Tuesday, November 3, 2009

About Mr. Bailey - a recent column

Terry Stephan

Changing Lanes:realcamping
A friend of mine, whom I now call Bubba, just acquired a camper. He was perusing new campers priced in the tens of thousands of dollars when another friend of his offered him a used camping trailer, free. He liked the ancient 24-foot Corsair right off the bat. It had two axles and while he joked about the color scheme, I think the orange, yellow and brown upholstery was what he liked best. In the original Corsair sales brochure, found in a drawer, a fashionably modern 70’s woman is pictured lounging in the camper in her neatly pressed camping slacks (I think they were bell-bottoms) and mohair sweater. She and her bouffant hair-doo look uncomfortable. I imagine her discomfort was due to the gaudy orange and yellow interior she had to model in, or the threat of being photographed in the other available color scheme, ‘Avocado’.
I was to meet Bubba at his friends’ house; my presence was requested to follow him in my car while he pulled the trailer to a shop for repair. The brakes and brake lights did not work and there were no turn signals. I didn’t mind following him and I would have suggested it if Bubba had not asked. I would rather follow him in my car as he pulled the trailer to the repair shop, than ride with him. It wasn’t a long drive but much of it was on a hilly and twisted section of old route 219 known locally as Nunweiler Hill.
As I drove to our meeting place, the ride took me back years, to a time when I traversed this same stretch of road as a young man. I was in the passenger seat of my 1962 Rambler convertible, dozing. My little brother David was driving with a learner’s permit. We shared a ride most of that summer and he drove, like any other 16 year old, whenever he could coerce someone to let him. Leaving home at 6 AM meant I was easily coerced; I spent my trip to work dozing rather than driving.
A quite string of mumbled expletives from David woke me from my slumber; the fright in his voice was unmistakable. The first thing I noticed, his knuckles, were white as he grasped the steering wheel.
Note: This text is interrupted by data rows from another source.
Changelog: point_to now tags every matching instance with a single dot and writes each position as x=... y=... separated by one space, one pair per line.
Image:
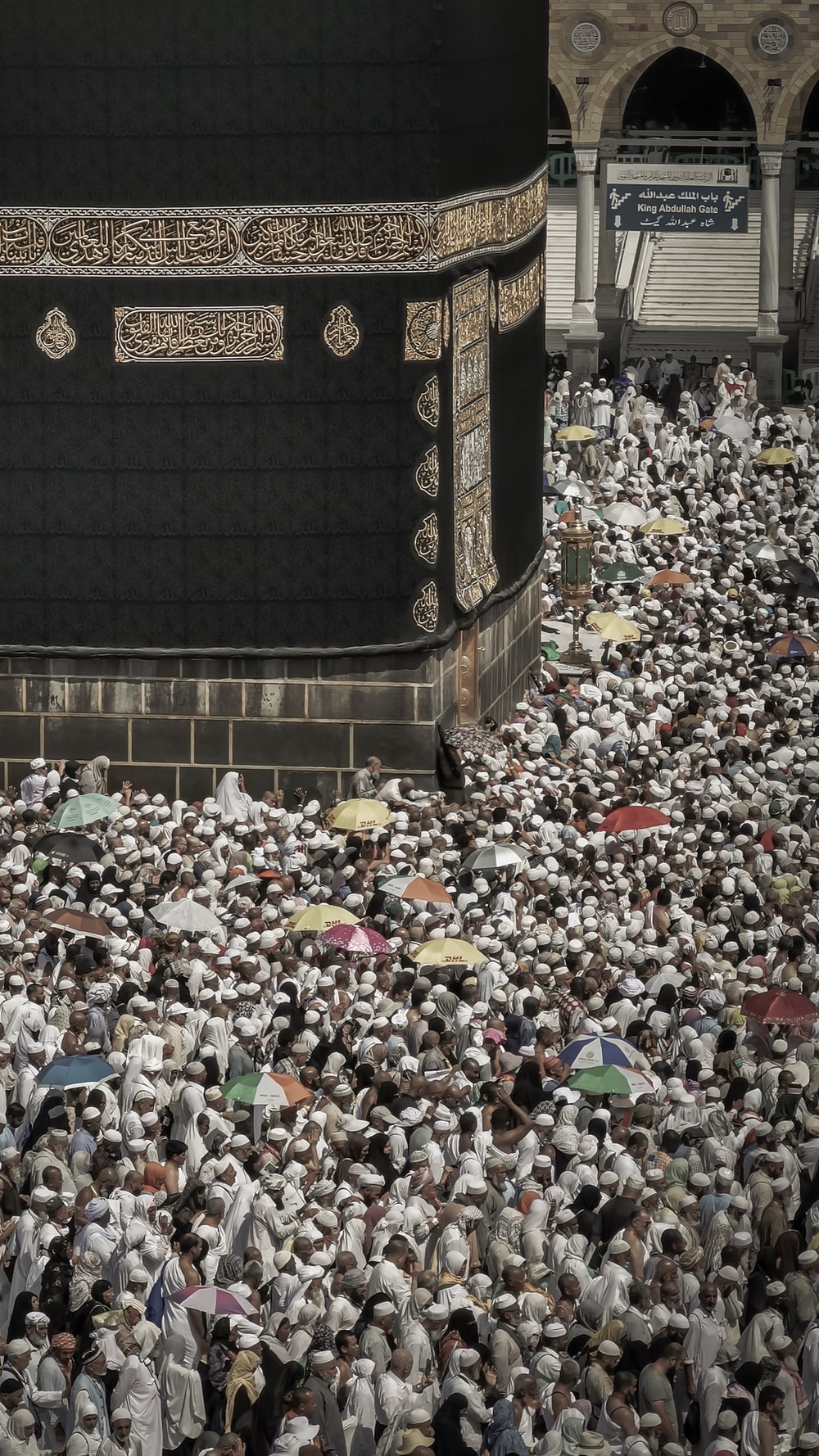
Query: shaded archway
x=559 y=111
x=811 y=114
x=684 y=91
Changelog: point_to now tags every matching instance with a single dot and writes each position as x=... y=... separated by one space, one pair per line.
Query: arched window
x=684 y=91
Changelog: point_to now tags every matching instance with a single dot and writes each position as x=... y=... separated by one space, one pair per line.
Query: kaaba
x=271 y=379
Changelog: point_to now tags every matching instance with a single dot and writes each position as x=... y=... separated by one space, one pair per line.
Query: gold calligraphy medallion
x=342 y=334
x=56 y=335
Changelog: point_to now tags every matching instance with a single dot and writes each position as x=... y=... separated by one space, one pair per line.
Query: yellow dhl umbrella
x=777 y=454
x=448 y=951
x=359 y=816
x=667 y=526
x=613 y=628
x=321 y=918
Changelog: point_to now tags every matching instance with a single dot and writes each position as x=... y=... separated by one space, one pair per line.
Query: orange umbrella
x=671 y=578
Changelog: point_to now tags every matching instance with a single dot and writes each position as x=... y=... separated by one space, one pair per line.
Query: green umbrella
x=605 y=1081
x=82 y=810
x=621 y=571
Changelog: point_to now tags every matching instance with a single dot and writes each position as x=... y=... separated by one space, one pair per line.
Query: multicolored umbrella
x=78 y=920
x=416 y=887
x=613 y=1082
x=598 y=1051
x=359 y=816
x=84 y=810
x=613 y=628
x=576 y=432
x=448 y=951
x=321 y=918
x=356 y=939
x=265 y=1089
x=621 y=571
x=211 y=1300
x=495 y=857
x=633 y=816
x=671 y=578
x=793 y=644
x=777 y=454
x=76 y=1072
x=780 y=1008
x=187 y=916
x=622 y=513
x=665 y=526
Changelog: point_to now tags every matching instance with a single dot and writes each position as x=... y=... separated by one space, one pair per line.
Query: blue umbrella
x=598 y=1051
x=76 y=1072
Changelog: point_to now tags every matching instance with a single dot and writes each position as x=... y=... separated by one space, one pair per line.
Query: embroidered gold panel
x=198 y=334
x=338 y=237
x=519 y=297
x=475 y=570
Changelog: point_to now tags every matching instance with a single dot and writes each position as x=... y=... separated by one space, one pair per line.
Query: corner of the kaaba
x=271 y=383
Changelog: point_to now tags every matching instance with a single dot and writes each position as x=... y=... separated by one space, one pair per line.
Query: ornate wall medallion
x=423 y=334
x=426 y=608
x=429 y=402
x=342 y=334
x=198 y=334
x=475 y=570
x=519 y=297
x=426 y=540
x=428 y=473
x=56 y=335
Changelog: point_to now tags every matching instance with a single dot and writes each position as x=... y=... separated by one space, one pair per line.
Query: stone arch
x=611 y=95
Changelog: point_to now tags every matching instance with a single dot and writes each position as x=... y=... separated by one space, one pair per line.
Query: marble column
x=767 y=344
x=583 y=338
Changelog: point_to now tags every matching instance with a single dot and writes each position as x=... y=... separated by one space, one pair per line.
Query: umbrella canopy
x=777 y=454
x=357 y=939
x=624 y=514
x=264 y=1089
x=793 y=644
x=211 y=1300
x=633 y=816
x=613 y=1081
x=495 y=857
x=359 y=816
x=733 y=427
x=576 y=432
x=621 y=571
x=76 y=1072
x=780 y=1008
x=766 y=550
x=613 y=626
x=321 y=918
x=671 y=578
x=665 y=526
x=76 y=849
x=187 y=915
x=85 y=808
x=448 y=951
x=79 y=922
x=598 y=1051
x=417 y=887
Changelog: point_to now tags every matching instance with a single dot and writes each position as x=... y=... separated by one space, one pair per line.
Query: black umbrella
x=78 y=849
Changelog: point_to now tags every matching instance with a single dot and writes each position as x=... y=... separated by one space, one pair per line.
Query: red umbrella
x=357 y=939
x=780 y=1008
x=634 y=816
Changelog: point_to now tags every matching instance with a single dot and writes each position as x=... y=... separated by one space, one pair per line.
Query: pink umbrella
x=357 y=939
x=211 y=1300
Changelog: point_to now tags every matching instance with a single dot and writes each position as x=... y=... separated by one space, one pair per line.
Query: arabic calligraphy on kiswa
x=198 y=334
x=360 y=237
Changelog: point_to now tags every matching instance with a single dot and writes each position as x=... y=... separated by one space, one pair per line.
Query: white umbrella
x=495 y=857
x=624 y=514
x=185 y=915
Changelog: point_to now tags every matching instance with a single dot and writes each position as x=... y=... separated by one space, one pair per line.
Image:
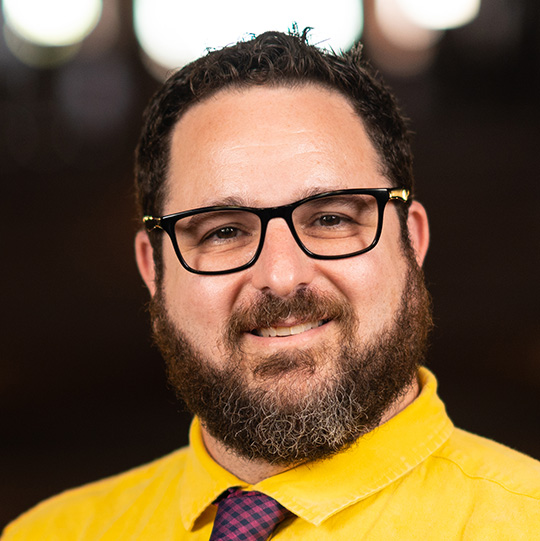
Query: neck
x=254 y=471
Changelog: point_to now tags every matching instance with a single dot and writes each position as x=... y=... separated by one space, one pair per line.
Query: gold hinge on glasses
x=151 y=223
x=400 y=193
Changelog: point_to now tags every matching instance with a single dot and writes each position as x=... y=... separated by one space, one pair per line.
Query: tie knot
x=246 y=516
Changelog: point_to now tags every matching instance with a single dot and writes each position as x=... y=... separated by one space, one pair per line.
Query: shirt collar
x=317 y=490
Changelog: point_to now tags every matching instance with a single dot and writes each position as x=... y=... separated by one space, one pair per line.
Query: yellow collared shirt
x=414 y=477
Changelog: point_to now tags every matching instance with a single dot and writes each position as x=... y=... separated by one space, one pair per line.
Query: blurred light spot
x=53 y=23
x=440 y=14
x=402 y=31
x=174 y=32
x=396 y=44
x=37 y=56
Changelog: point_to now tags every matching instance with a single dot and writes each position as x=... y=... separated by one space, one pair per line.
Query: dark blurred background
x=83 y=394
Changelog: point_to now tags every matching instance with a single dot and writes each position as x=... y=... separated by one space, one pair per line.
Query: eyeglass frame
x=382 y=195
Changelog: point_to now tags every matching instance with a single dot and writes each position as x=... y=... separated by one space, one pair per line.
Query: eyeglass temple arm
x=151 y=223
x=400 y=193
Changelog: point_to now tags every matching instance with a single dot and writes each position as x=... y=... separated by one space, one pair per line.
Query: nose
x=282 y=267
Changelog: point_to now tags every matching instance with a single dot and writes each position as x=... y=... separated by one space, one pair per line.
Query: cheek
x=199 y=305
x=372 y=283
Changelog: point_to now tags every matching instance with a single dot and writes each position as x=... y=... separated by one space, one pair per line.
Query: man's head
x=271 y=59
x=277 y=121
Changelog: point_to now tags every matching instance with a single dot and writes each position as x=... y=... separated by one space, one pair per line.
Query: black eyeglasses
x=226 y=239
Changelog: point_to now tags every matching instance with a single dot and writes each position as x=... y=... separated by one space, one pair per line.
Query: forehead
x=268 y=146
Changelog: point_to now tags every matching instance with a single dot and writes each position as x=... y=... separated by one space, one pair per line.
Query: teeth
x=288 y=331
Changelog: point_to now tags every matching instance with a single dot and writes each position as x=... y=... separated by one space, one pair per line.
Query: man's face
x=266 y=147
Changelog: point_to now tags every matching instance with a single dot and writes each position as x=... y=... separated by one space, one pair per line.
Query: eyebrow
x=239 y=201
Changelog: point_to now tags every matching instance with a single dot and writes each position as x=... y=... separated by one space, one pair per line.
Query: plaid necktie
x=246 y=516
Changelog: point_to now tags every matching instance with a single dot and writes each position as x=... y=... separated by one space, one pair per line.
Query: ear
x=418 y=225
x=144 y=254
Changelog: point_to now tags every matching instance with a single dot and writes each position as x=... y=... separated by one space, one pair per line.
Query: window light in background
x=400 y=30
x=52 y=23
x=440 y=14
x=175 y=32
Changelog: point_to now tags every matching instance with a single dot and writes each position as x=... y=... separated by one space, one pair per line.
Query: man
x=282 y=250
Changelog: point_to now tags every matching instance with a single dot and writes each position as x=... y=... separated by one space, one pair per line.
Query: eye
x=330 y=220
x=226 y=233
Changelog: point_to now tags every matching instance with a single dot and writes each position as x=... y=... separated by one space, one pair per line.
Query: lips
x=270 y=332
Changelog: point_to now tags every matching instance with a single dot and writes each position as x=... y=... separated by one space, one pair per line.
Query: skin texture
x=267 y=147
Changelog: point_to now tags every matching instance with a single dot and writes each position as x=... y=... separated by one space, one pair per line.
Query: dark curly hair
x=271 y=59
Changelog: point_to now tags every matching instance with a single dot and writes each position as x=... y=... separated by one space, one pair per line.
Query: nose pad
x=282 y=267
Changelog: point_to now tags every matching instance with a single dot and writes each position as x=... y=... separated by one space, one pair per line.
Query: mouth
x=277 y=331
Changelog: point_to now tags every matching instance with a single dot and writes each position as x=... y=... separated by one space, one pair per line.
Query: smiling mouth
x=271 y=332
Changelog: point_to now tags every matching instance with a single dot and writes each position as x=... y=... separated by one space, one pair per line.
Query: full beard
x=298 y=405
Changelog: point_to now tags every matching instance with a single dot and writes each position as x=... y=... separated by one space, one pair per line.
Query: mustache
x=268 y=310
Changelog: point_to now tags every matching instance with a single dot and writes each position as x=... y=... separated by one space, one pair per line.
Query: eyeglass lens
x=221 y=240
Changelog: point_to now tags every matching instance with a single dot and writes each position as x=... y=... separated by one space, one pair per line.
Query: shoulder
x=98 y=502
x=490 y=466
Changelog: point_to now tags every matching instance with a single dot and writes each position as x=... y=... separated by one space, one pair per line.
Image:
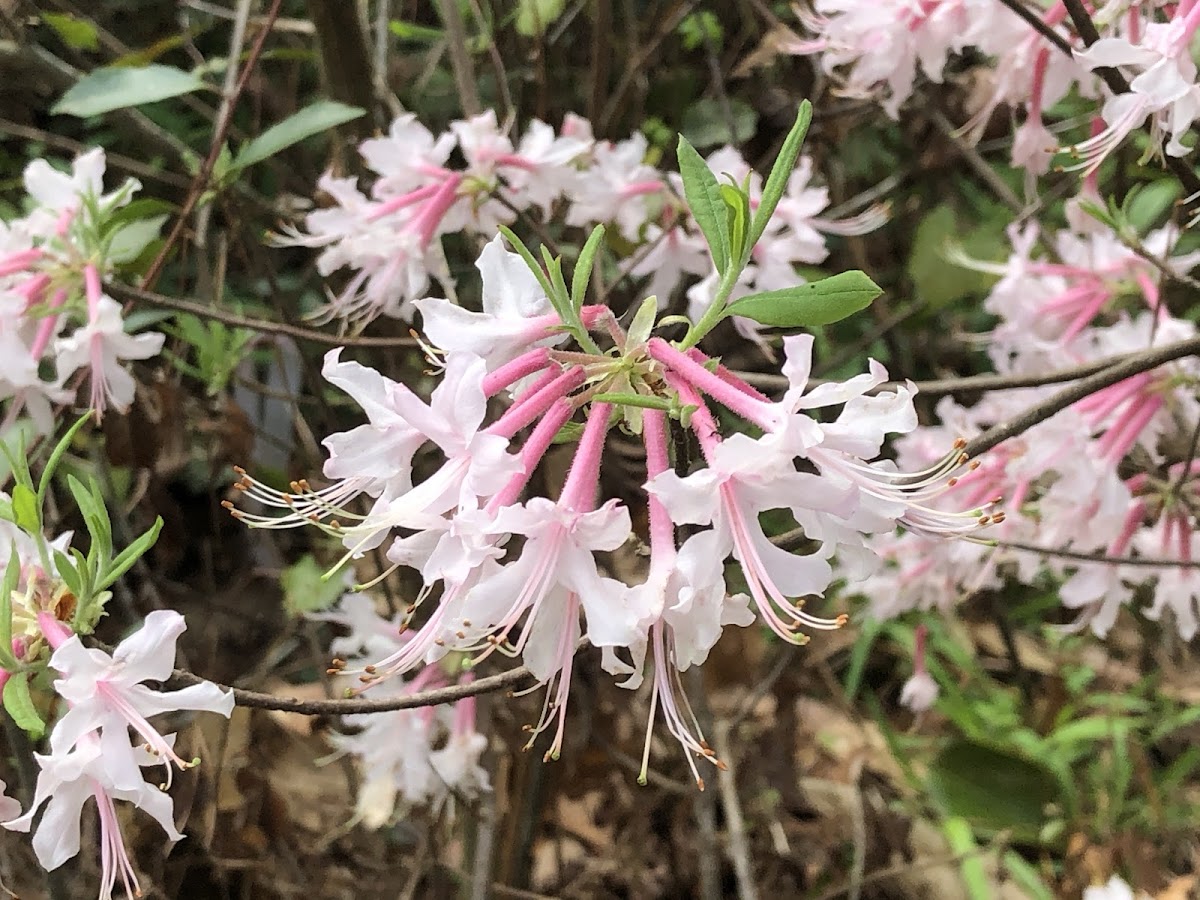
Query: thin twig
x=1036 y=22
x=202 y=178
x=25 y=132
x=965 y=384
x=977 y=163
x=256 y=700
x=1038 y=413
x=705 y=802
x=265 y=325
x=727 y=785
x=460 y=57
x=1117 y=84
x=1103 y=559
x=228 y=97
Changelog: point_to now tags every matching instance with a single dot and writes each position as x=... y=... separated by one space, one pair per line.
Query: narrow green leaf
x=19 y=703
x=52 y=465
x=538 y=271
x=412 y=31
x=777 y=181
x=107 y=89
x=87 y=575
x=69 y=573
x=100 y=527
x=703 y=196
x=25 y=509
x=583 y=267
x=306 y=589
x=127 y=557
x=819 y=303
x=11 y=576
x=313 y=119
x=643 y=322
x=555 y=269
x=737 y=211
x=535 y=16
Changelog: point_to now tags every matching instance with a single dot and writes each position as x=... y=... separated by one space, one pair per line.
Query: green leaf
x=777 y=181
x=69 y=573
x=737 y=210
x=535 y=16
x=11 y=576
x=937 y=282
x=583 y=265
x=131 y=555
x=306 y=589
x=25 y=510
x=21 y=707
x=77 y=34
x=129 y=241
x=994 y=789
x=107 y=89
x=100 y=527
x=538 y=271
x=558 y=283
x=313 y=119
x=412 y=31
x=643 y=322
x=1147 y=204
x=52 y=465
x=703 y=196
x=819 y=303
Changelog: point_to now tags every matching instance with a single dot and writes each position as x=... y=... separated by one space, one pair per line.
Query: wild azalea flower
x=522 y=575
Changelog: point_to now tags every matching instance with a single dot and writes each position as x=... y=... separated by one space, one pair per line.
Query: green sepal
x=583 y=265
x=19 y=703
x=11 y=577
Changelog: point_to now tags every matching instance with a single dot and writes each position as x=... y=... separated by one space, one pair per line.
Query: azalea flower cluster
x=390 y=240
x=103 y=742
x=55 y=318
x=1114 y=477
x=514 y=571
x=876 y=51
x=396 y=750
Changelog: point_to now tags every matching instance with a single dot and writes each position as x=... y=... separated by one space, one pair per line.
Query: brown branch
x=1117 y=84
x=1062 y=552
x=256 y=700
x=210 y=161
x=1038 y=413
x=345 y=59
x=965 y=384
x=1038 y=25
x=265 y=325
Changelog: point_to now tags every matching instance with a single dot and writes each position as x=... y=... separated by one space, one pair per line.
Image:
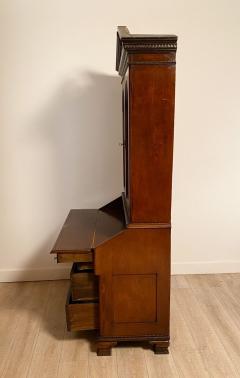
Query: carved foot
x=160 y=347
x=104 y=348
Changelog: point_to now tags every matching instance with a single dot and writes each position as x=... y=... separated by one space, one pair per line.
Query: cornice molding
x=138 y=43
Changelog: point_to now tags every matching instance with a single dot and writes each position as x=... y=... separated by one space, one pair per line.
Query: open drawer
x=84 y=283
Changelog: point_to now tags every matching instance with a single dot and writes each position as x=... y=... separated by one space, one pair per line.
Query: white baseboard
x=41 y=274
x=57 y=273
x=206 y=267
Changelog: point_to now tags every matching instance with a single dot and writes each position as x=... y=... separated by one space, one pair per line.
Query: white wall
x=60 y=125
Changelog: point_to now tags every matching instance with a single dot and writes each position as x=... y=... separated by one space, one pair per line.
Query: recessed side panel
x=134 y=298
x=152 y=88
x=134 y=270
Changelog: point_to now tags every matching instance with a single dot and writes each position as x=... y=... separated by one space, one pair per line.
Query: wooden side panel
x=131 y=293
x=152 y=89
x=134 y=270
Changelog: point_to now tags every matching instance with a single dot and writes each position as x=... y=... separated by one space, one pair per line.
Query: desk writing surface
x=77 y=233
x=85 y=229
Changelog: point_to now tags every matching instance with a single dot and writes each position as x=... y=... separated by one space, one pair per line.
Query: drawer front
x=84 y=283
x=81 y=315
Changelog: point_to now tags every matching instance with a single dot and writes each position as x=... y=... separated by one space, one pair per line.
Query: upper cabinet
x=146 y=64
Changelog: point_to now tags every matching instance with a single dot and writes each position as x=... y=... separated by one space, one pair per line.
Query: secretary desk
x=120 y=277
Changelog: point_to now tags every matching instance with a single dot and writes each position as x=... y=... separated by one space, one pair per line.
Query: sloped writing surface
x=77 y=232
x=110 y=221
x=84 y=229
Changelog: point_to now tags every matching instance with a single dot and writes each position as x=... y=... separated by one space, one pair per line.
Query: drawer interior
x=81 y=315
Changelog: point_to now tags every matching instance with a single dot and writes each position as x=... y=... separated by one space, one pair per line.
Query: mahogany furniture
x=120 y=279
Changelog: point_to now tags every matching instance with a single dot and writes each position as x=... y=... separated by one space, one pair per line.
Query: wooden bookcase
x=120 y=279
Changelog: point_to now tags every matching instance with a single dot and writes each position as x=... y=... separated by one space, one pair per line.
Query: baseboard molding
x=41 y=274
x=206 y=267
x=58 y=273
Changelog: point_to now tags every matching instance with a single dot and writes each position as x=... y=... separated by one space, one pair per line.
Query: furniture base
x=104 y=347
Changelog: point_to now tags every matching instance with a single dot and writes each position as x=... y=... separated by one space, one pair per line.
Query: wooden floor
x=205 y=334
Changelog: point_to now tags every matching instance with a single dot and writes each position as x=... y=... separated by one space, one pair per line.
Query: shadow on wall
x=73 y=160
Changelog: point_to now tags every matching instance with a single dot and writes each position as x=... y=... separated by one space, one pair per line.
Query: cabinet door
x=134 y=270
x=125 y=108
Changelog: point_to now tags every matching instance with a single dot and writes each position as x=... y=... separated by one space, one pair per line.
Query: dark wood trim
x=128 y=43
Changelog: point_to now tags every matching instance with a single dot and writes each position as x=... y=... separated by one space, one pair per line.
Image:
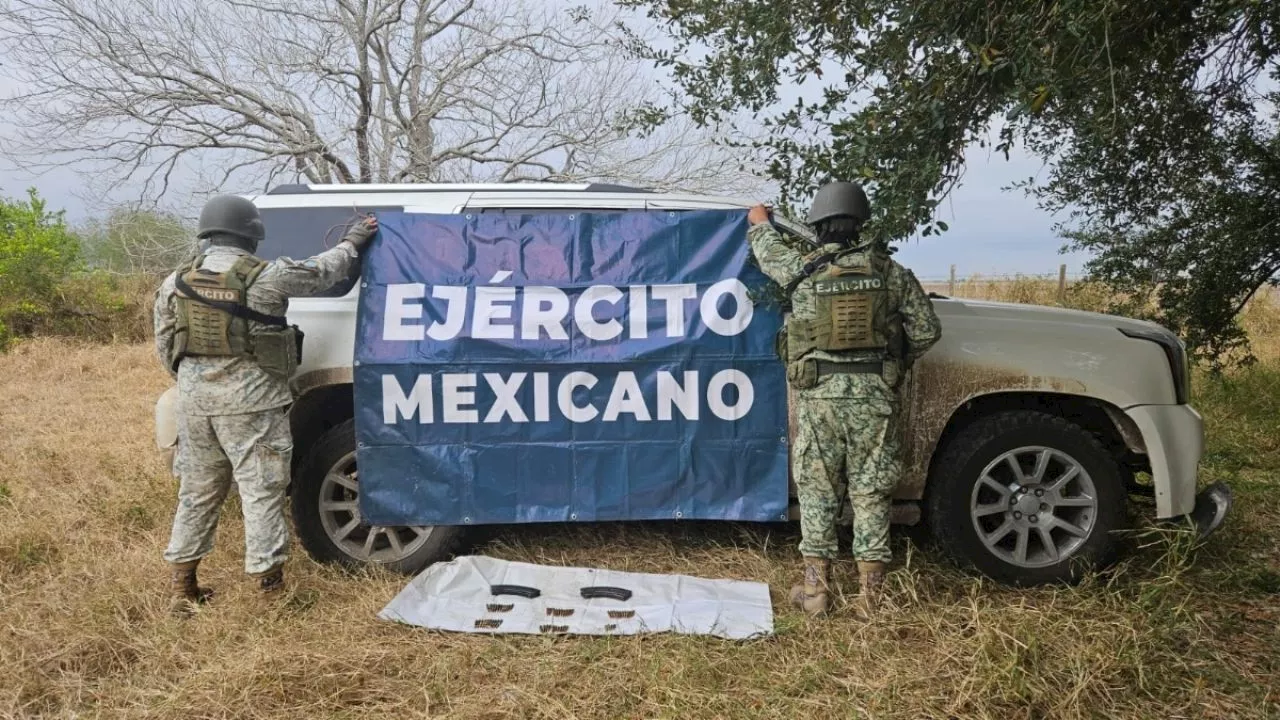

The second thing I noticed was one of our tires rolling out ahead of us on the right shoulder of the road, traveling by itself. It was supposed to be attached to the car we were riding in. The Rambler didn’t have a smooth ride to begin with - on three wheels, it was decidedly worse.
I grabbed the dashboard in front of me and offered verbal encouragement to David, mixed with my own expletives. In a lackluster end to our incident, David brought the old Rambler to a rest, on the remaining wheels and one brake drum.
With that experience in mind, I headed back over the road I’d just taken, falling in behind Bubba. I used my four-way flashers to warn drivers coming from behind our low speed procession not to run into us. I assumed we would travel a great deal slower than the speed limit. After all, the trailer hadn’t been on the road for a number of years. Brakes, brake lights, and turn signals weren’t working. When I assume things, I often get an abrupt education.
Bubba, or the tow-boy Mario Andretti, had a different plan, or maybe no plan, in either case I couldn’t legally keep up with him, without speeding, as he pulled the trailer. I shut off my four-ways. There was no sense calling attention to our high-speed convoy. I could imagine being stopped by the police and trying to explain that the reason I was speeding was because I was trying to catch up to a 34 year old camper being towed by a retired academic-want-to-be-race-driver.
The brakes and lights are fixed on Bubba’s camper. If you see a mid 70’s vintage RV with orange curtains rolling down the road, you might want to stay out of his way.